Medida atende a pressão internacional; analistas, porém, não esperam avanços

Até agora, chineses vinham se recusando a conversar com líder budista, em quem põem a culpa por protestos no Tibete no mês passado

Gopal Chitrakar/Reuters
Tibetanos em Katmandu (Nepal) comemoram aniversário do panchen-lama e exibem cartazes pedindo que o Tibete seja salvo

JIM YARDLEY
DO "NEW YORK TIMES", EM PEQUIM

O governo chinês anunciou ontem que receberia enviados do dalai-lama, numa virada inesperada que surge enquanto a inquietação dos tibetanos ameaça causar problemas durante a Olimpíada de Pequim.
O anúncio, feito por meio da agência oficial de notícias do país, oferece poucos detalhes sobre as conversações, mas informa que elas começariam "nos dias vindouros". A decisão surgiu depois que funcionários do governo chinês decidiram agir para reprimir a ira nacionalista deflagrada pela crise do Tibete e pelos protestos no percurso da tocha olímpica.
"Diante de repetidos pedidos, da parte do dalai-lama, por uma retomada das conversações, o departamento relevante do governo central fará contato e consultará o representante privado do dalai-lama nos próximos dias", teria dito um funcionário chinês não identificado à agência Xinhua.
O dalai-lama apelou repetidamente por uma retomada nas negociações com funcionários chineses e na semana passada enviou uma carta ao presidente da China, Hu Jintao.

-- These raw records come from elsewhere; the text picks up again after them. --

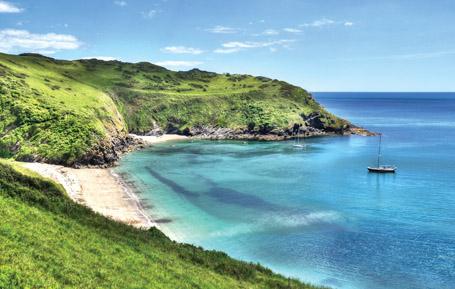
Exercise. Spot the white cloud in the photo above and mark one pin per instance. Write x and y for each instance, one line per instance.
(150, 14)
(319, 23)
(104, 58)
(178, 63)
(120, 3)
(292, 30)
(236, 46)
(326, 22)
(22, 39)
(182, 50)
(270, 32)
(222, 30)
(6, 7)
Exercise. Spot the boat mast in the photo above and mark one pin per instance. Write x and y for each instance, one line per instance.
(379, 148)
(298, 135)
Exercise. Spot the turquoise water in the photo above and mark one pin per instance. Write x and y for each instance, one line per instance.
(317, 214)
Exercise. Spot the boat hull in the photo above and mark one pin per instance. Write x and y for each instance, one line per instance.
(381, 170)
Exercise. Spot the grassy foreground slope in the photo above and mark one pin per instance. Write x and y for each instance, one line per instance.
(48, 241)
(80, 111)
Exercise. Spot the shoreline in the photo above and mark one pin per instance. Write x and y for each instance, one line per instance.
(103, 190)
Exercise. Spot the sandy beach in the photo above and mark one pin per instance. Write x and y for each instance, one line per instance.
(101, 189)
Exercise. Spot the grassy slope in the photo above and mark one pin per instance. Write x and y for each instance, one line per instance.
(59, 110)
(48, 241)
(45, 114)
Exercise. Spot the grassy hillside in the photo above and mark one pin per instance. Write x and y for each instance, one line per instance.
(73, 112)
(48, 241)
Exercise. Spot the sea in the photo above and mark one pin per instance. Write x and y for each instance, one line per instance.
(316, 213)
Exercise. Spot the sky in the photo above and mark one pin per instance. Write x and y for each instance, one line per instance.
(321, 45)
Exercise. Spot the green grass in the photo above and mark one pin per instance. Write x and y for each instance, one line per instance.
(60, 111)
(48, 241)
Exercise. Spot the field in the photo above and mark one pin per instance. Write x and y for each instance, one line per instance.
(67, 111)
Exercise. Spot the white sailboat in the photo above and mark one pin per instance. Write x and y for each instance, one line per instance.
(297, 143)
(381, 168)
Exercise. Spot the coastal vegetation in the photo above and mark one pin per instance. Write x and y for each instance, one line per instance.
(79, 112)
(49, 241)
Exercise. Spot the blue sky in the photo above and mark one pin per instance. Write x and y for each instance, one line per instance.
(321, 45)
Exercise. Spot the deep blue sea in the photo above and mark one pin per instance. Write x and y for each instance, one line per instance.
(317, 214)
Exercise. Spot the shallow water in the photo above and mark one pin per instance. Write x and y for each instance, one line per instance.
(317, 214)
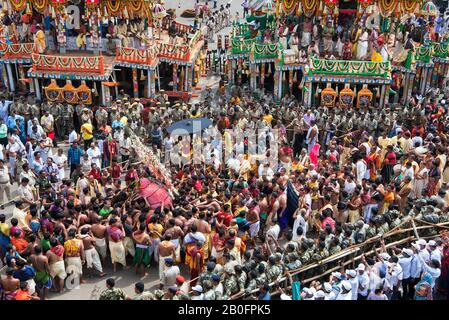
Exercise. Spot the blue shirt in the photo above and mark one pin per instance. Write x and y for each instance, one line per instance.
(24, 274)
(265, 296)
(74, 156)
(4, 107)
(11, 122)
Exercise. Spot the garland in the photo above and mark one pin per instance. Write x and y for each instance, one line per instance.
(288, 6)
(349, 67)
(135, 6)
(409, 6)
(113, 7)
(65, 63)
(40, 5)
(387, 6)
(18, 5)
(309, 7)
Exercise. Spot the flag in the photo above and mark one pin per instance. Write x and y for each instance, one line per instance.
(292, 201)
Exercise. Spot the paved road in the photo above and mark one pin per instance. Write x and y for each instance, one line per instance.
(124, 279)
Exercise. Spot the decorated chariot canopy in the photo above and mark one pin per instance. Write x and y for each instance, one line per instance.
(102, 8)
(310, 8)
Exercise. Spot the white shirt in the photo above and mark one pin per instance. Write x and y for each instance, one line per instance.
(95, 155)
(436, 254)
(274, 231)
(406, 264)
(25, 192)
(395, 275)
(73, 136)
(363, 280)
(354, 287)
(361, 171)
(434, 272)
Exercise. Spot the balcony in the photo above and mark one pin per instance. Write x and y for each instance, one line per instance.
(16, 50)
(139, 56)
(68, 63)
(349, 68)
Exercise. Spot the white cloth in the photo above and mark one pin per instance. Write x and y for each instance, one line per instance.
(93, 259)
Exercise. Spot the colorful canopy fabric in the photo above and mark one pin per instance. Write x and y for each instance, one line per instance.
(268, 7)
(154, 194)
(159, 11)
(430, 9)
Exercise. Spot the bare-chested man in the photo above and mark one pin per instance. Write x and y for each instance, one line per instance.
(10, 284)
(99, 233)
(177, 234)
(74, 254)
(43, 277)
(165, 249)
(92, 257)
(142, 255)
(57, 267)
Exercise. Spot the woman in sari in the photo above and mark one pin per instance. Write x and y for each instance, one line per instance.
(420, 181)
(444, 278)
(374, 164)
(4, 236)
(314, 154)
(389, 163)
(434, 178)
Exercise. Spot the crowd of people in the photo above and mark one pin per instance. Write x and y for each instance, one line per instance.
(230, 221)
(266, 189)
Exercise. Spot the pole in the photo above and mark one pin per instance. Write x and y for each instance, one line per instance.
(135, 84)
(10, 77)
(149, 81)
(37, 89)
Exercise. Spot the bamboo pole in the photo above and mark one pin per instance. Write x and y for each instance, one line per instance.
(354, 249)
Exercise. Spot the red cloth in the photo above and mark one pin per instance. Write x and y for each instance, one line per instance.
(328, 221)
(58, 250)
(225, 217)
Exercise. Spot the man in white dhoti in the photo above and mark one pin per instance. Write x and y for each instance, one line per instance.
(362, 45)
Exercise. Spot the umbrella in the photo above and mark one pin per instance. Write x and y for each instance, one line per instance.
(159, 11)
(155, 195)
(268, 7)
(429, 9)
(189, 126)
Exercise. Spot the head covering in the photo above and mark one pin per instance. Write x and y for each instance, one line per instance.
(198, 288)
(351, 273)
(346, 284)
(285, 297)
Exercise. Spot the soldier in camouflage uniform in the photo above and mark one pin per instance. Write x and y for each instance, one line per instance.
(112, 293)
(67, 119)
(262, 276)
(209, 292)
(35, 110)
(207, 275)
(217, 287)
(241, 277)
(230, 283)
(56, 112)
(252, 283)
(101, 115)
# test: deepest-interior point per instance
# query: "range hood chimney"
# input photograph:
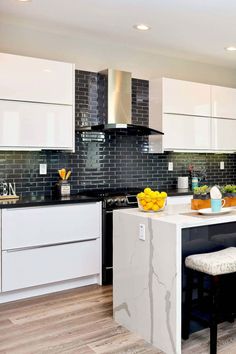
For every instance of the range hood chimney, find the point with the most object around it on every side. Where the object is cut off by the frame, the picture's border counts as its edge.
(117, 110)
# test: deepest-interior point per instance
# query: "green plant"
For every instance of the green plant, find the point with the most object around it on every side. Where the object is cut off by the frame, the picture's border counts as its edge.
(203, 190)
(229, 188)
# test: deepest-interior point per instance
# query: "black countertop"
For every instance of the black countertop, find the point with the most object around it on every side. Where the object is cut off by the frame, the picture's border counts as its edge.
(46, 200)
(178, 192)
(24, 202)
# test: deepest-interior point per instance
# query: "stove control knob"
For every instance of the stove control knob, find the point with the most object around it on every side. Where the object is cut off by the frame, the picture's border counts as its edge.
(123, 200)
(110, 201)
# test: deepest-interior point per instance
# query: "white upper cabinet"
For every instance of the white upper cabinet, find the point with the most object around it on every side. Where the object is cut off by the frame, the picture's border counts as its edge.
(184, 97)
(25, 125)
(36, 80)
(192, 116)
(185, 133)
(36, 104)
(223, 134)
(223, 102)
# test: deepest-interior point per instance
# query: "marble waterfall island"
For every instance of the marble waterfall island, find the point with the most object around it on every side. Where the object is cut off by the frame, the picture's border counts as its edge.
(147, 274)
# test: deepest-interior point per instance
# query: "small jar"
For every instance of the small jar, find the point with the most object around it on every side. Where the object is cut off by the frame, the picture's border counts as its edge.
(63, 188)
(194, 182)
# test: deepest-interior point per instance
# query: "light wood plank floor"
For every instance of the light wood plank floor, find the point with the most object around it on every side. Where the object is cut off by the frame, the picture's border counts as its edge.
(80, 321)
(76, 321)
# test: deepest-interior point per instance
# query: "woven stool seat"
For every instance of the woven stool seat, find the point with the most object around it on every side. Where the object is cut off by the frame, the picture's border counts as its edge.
(214, 263)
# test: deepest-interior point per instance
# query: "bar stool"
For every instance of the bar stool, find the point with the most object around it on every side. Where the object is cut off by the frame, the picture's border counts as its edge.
(214, 264)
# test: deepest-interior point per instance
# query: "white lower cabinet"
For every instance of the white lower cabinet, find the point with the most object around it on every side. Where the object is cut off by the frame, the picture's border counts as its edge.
(31, 267)
(50, 244)
(38, 226)
(186, 132)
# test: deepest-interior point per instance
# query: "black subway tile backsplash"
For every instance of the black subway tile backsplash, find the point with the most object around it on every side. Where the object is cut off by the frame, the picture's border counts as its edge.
(118, 161)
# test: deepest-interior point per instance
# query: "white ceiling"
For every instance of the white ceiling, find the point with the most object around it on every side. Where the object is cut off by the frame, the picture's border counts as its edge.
(190, 29)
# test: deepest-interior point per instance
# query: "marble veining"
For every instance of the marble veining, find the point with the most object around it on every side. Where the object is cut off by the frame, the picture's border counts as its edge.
(147, 274)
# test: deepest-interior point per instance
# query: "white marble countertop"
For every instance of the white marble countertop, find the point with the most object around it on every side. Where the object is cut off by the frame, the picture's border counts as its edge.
(183, 216)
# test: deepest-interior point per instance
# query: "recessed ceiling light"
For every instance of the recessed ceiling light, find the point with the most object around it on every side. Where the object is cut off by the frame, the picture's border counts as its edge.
(142, 27)
(231, 49)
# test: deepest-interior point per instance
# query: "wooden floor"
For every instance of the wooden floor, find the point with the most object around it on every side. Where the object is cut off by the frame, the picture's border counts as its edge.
(80, 321)
(77, 321)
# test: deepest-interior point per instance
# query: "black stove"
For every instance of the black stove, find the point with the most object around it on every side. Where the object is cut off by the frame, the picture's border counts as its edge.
(112, 199)
(116, 198)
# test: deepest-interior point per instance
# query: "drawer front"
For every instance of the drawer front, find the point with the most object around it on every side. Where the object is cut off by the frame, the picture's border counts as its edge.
(37, 226)
(26, 268)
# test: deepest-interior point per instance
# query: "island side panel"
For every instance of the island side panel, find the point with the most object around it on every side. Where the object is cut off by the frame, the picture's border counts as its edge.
(165, 268)
(147, 279)
(131, 301)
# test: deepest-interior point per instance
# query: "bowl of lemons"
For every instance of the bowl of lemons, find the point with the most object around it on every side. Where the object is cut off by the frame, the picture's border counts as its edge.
(151, 201)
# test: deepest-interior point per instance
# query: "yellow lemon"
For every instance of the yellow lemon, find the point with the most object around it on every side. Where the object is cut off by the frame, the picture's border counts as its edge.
(163, 194)
(161, 203)
(141, 195)
(147, 190)
(152, 194)
(148, 199)
(150, 205)
(155, 207)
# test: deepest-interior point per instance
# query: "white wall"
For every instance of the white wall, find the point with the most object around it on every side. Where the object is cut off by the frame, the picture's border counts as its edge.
(94, 54)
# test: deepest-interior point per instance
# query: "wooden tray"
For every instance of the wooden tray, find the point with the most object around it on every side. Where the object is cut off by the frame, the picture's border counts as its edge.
(7, 197)
(197, 204)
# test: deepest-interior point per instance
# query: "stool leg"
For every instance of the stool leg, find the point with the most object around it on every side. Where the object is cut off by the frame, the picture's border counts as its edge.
(200, 286)
(188, 304)
(214, 315)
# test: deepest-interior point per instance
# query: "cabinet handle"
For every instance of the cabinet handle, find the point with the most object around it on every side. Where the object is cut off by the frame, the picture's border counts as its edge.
(48, 245)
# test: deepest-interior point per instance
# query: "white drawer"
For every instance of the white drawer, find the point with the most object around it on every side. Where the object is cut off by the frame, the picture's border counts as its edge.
(182, 199)
(26, 268)
(37, 226)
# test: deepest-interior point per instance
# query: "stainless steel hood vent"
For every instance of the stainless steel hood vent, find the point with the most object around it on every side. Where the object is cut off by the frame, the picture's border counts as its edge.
(115, 105)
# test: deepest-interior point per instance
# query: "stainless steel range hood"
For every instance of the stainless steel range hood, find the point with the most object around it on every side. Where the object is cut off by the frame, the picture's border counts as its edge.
(117, 110)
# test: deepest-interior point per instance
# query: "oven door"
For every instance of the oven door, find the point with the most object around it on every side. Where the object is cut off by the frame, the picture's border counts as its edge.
(107, 246)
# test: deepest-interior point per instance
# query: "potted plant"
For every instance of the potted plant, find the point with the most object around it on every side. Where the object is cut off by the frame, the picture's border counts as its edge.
(229, 190)
(201, 192)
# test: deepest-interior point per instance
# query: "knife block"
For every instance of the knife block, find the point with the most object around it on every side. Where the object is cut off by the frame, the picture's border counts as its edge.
(63, 188)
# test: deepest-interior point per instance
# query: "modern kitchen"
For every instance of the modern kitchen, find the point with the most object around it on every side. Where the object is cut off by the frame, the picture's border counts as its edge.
(117, 177)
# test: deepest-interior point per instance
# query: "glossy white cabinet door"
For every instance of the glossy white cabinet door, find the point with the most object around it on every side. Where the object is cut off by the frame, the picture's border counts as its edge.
(184, 97)
(187, 133)
(26, 268)
(224, 102)
(38, 80)
(223, 134)
(35, 125)
(38, 226)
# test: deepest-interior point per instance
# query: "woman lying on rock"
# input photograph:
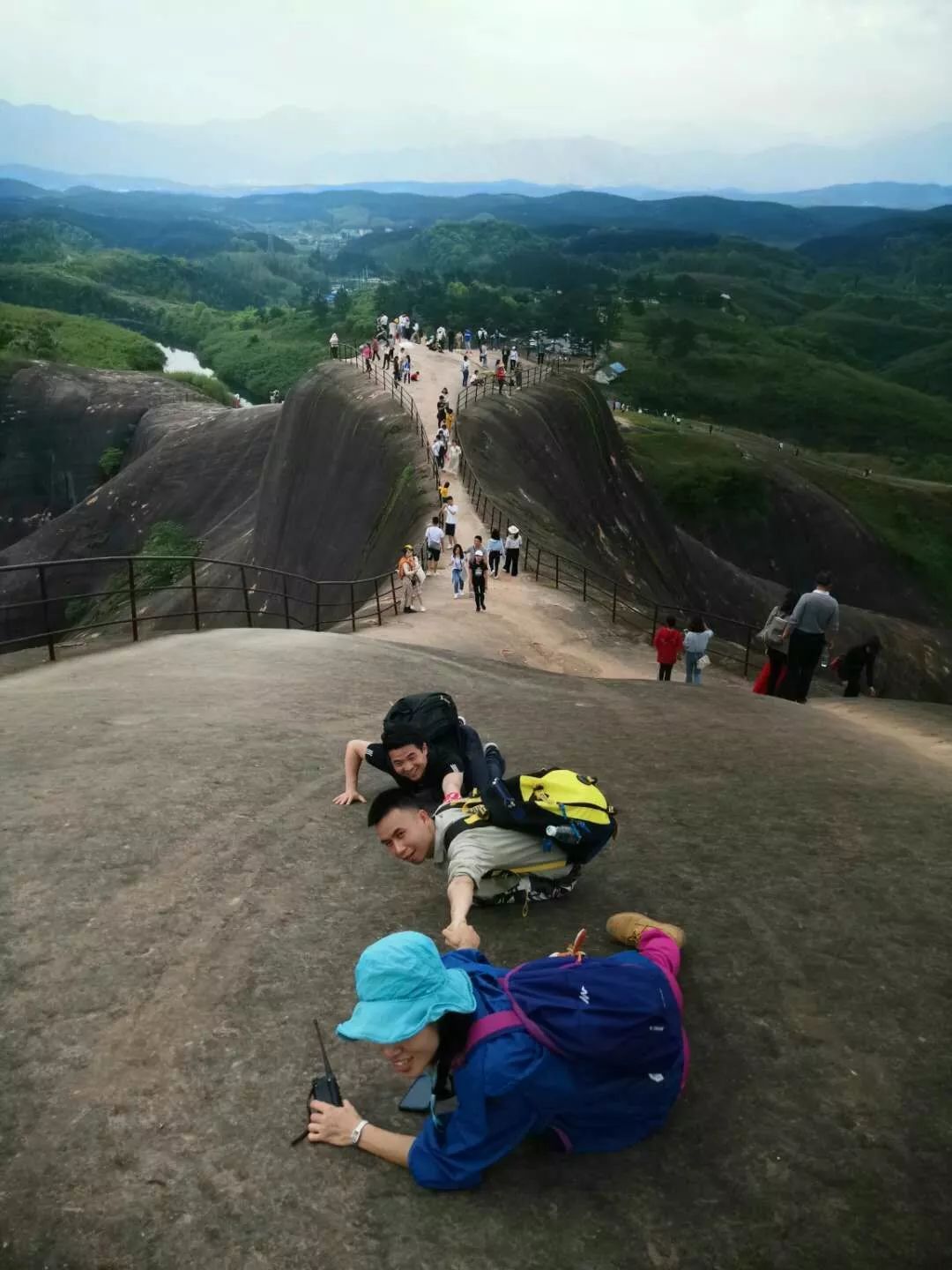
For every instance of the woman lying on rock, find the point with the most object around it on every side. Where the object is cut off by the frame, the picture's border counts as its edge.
(588, 1053)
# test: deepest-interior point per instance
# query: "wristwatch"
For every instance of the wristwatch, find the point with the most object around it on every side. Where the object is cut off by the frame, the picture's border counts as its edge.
(357, 1131)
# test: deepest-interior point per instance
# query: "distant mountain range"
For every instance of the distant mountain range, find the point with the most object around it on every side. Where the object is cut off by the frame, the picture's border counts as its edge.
(26, 182)
(291, 146)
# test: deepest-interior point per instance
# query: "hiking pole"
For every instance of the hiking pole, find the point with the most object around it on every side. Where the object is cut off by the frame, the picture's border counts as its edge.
(324, 1088)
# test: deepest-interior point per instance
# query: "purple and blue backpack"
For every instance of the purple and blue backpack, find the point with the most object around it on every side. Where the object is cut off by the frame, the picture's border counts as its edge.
(614, 1013)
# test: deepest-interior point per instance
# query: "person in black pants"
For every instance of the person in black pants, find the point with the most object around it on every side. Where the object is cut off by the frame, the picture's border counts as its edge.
(513, 545)
(802, 658)
(852, 664)
(478, 579)
(815, 619)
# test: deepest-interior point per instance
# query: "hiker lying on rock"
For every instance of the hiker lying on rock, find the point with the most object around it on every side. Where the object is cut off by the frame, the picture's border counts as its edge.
(428, 750)
(485, 865)
(594, 1059)
(432, 771)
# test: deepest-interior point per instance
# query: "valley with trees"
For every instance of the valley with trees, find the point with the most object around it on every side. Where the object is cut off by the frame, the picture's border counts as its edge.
(824, 328)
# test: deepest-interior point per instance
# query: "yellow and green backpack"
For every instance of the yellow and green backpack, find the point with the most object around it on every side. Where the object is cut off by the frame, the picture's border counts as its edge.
(556, 804)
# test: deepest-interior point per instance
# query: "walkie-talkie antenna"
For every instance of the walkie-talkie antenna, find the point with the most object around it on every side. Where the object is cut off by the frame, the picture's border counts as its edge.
(324, 1088)
(324, 1052)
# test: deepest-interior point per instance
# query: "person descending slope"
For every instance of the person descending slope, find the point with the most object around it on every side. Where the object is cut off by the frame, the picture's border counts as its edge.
(587, 1054)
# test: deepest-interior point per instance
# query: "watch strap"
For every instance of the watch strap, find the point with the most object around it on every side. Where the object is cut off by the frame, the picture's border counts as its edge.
(357, 1131)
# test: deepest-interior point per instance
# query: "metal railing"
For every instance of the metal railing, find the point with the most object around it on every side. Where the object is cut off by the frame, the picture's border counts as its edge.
(391, 383)
(524, 376)
(308, 603)
(625, 602)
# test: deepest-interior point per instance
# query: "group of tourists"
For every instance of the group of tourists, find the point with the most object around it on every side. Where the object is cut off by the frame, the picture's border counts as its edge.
(799, 637)
(470, 568)
(588, 1054)
(671, 644)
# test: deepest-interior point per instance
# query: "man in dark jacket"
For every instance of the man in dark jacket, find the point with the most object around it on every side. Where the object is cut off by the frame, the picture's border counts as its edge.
(852, 664)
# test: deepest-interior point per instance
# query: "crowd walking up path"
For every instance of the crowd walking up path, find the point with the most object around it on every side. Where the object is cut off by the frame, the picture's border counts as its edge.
(524, 624)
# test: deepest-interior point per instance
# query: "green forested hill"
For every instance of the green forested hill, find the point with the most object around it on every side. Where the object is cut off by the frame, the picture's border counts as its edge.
(842, 343)
(56, 337)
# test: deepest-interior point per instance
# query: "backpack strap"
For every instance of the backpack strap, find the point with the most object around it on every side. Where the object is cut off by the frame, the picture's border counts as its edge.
(490, 1025)
(465, 823)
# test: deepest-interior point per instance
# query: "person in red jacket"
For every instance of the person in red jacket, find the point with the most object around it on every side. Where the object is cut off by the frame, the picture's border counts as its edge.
(668, 641)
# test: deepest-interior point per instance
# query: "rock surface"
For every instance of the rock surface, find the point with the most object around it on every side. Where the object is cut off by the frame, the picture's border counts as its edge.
(270, 487)
(182, 898)
(553, 458)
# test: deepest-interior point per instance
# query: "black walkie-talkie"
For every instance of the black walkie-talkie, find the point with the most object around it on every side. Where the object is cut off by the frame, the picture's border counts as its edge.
(325, 1087)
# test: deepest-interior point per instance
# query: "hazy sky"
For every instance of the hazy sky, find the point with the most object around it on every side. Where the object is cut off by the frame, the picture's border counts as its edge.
(664, 72)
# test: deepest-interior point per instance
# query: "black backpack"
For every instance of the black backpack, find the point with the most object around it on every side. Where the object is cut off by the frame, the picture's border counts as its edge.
(432, 715)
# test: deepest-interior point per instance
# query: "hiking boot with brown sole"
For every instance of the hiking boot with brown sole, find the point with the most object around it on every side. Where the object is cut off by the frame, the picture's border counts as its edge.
(628, 929)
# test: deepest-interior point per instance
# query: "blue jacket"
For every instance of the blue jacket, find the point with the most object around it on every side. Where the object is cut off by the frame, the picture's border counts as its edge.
(512, 1087)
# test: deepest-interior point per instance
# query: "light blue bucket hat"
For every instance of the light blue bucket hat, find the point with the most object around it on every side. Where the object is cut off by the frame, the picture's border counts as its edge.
(401, 986)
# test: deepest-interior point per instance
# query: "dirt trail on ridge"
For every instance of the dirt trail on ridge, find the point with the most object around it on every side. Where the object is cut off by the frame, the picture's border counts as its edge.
(524, 624)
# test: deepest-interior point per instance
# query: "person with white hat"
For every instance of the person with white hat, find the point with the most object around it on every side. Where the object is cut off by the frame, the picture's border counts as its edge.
(479, 572)
(513, 545)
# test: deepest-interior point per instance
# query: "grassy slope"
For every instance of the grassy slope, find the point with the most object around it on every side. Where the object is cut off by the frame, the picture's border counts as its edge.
(779, 380)
(701, 476)
(251, 351)
(81, 340)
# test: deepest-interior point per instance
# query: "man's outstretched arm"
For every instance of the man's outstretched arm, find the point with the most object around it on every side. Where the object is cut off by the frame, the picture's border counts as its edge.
(458, 934)
(452, 785)
(354, 755)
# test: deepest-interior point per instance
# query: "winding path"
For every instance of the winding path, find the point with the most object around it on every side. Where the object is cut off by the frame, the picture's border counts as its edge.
(524, 624)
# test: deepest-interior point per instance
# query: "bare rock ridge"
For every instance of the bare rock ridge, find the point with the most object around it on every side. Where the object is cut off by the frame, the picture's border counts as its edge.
(325, 485)
(554, 458)
(344, 482)
(183, 897)
(55, 423)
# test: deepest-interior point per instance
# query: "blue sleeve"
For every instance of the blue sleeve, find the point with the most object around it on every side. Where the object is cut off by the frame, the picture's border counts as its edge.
(475, 1136)
(464, 959)
(492, 1117)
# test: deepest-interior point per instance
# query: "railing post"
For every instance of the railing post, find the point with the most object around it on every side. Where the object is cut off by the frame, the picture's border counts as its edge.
(195, 596)
(248, 600)
(132, 600)
(49, 644)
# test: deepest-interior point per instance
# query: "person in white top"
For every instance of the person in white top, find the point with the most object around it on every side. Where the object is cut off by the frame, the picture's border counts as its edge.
(697, 637)
(435, 545)
(513, 545)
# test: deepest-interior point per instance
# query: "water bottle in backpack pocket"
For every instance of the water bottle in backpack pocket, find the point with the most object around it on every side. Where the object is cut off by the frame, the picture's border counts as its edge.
(555, 804)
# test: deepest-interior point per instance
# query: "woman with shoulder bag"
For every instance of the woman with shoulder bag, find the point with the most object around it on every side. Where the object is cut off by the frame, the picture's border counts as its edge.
(772, 635)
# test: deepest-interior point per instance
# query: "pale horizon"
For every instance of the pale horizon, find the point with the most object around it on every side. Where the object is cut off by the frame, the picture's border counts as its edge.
(735, 78)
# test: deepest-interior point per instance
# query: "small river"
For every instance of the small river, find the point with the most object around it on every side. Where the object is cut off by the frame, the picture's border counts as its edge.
(184, 360)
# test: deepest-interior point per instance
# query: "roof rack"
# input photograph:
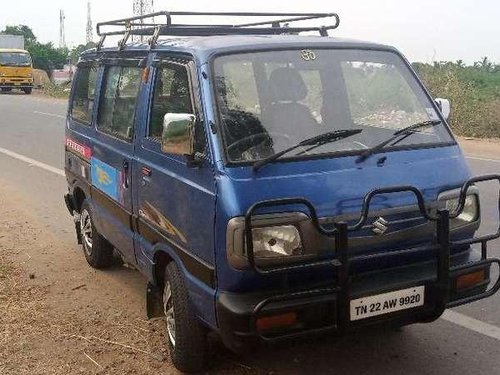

Ontem, seu porta-voz, Tenzin Taklha, disse que "Sua Santidade tem um compromisso com o diálogo, e por isso acolhemos positivamente essa notícia".
O porta-voz acrescentou que o dalai-lama ainda não havia recebido uma comunicação oficial da China. "Temos de observar quando a oferta chegará oficialmente", disse Taklha, de Dharamsala, Índia, a sede do governo tibetano no exílio. "Temos de estudar as condições que eles propõem."
Funcionários chineses vinham havia semanas criticando fortemente o dalai-lama, atribuindo a ele a culpa pelos violentos protestos tibetanos que irromperam em 14 de março em Lhasa e se espalharam pelas demais regiões tibetanas, no oeste da China. O dalai-lama nega qualquer envolvimento com as manifestações.
O momento do anúncio chinês sugere que os líderes do partido esperam atenuar as críticas internacionais que vêm crescendo intensamente desde que começaram os protestos tibetanos. Diversos líderes europeus anunciaram que não comparecerão à cerimônia de abertura da Olimpíada.

Avanço improvável
Shi Yinhong, professor de relações internacionais na Universidade Popular de Pequim, considera improvável que as conversações resultem em avanços. "Duvido que qualquer das partes deseje alterar sua posição fundamental. Se houver diálogo, será apenas conversa ociosa. Talvez as duas partes desejem apenas impressionar as audiências ocidentais", disse.
O dalai-lama tem falado em "autonomia genuína" no seio do Estado chinês para uma entidade que ele descreve como "Grande Tibete", que incluiria a atual Região Autônoma do Tibete bem como áreas tibetanas em Províncias chinesas vizinhas. No passado, o governo chinês sempre resistiu a discutir o status do Tibete e se limitou a negociar a possibilidade de retorno do dalai-lama.
"Não acredito que eles estejam dispostos a fazer grandes concessões sobre questões concretas. O governo chinês jamais admitiu que haja algo a negociar no que tange ao Tibete", afirma o acadêmico de Pequim Wang Lixiong.
A China há muito condena o dalai-lama como "promotor da cisão", interessado realmente na independência do Tibete.
"Espera-se que, por meio de contatos e consultas, o lado do dalai-lama tome medidas confiáveis para deter as atividades cujo objetivo é cindir a China, e que detenha os complôs e a incitação à violência, bem como deixe de prejudicar e sabotar os Jogos Olímpicos de Pequim, a fim de criar condições para as negociações", disse o funcionário chinês não identificado no anúncio oficial de ontem.
Samdhong Lobsang Tenzin Rinpoche, primeiro-ministro do governo tibetano no exílio, denunciou as condições como "absolutamente irrelevantes e desprovidas de qualquer base".
"Sua Santidade não é a pessoa que instigou ou incitou o levante", disse Rinpoche em entrevista por telefone, de Dharamsala. "Sua Santidade não quer a separação, e desde o começo apoiou os Jogos Olímpicos. O que quer que eles tenham dito é pura imaginação, e não merece comentário."